Trade friction between the U.S. and China hasn’t led to the end of globalization. Instead, it has changed the flow of goods and services around the world, to the great benefit of some countries and the disadvantage of others. The key factor in determining the effects of the U.S.-China decoupling on other countries lies in whether those countries are able to produce goods that can substitute for the goods made in the two dueling giants. That has been the case for Mexico, South Korea and Thailand, which have all benefited from the competition between Washington and Beijing by substituting goods previously made in China for the U.S. market.
For this reason, to prevail in the bilateral trade war, the incoming administration of U.S. President-elect Donald Trump will need to consider how its policies affect Washington’s allies, partners and neighbors. Victory will go to the side that is best at persuading other countries that its version of globalization is the most attractive and alluring. In the past few months, however, China has been much smarter and more strategic in dealing with both the standoff with the U.S. and the effort at persuasion among third countries.

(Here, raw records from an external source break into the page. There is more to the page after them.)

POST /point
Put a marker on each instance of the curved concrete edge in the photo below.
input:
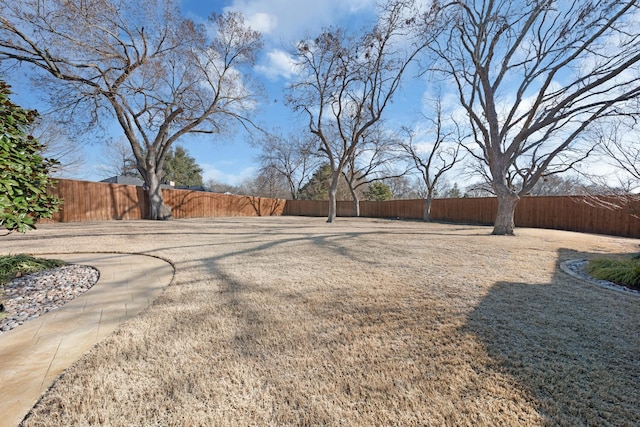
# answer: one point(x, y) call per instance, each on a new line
point(564, 266)
point(33, 355)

To begin with, it has retaliated against the U.S. for already imposed trade restrictions, while also announcing a raft of measures to better insulate the Chinese economy against new tariffs, in anticipation of even more conflict under Trump. In December, China announced an anti-trust investigation into chip company Nvidia and banned the export of some rare earth minerals crucial to the production of advanced semiconductor chips and other products. Just last week, Beijing announced new export controls targeting 28 U.S. companies, most in the defense sector. And Chinese media reported that Beijing may also restrict the export of lithium battery technologies, which would hurt plans for China’s automotive industry to expand globally but might keep manufacturing and key processing of needed inputs in China, at a time when the domestic economy is struggling.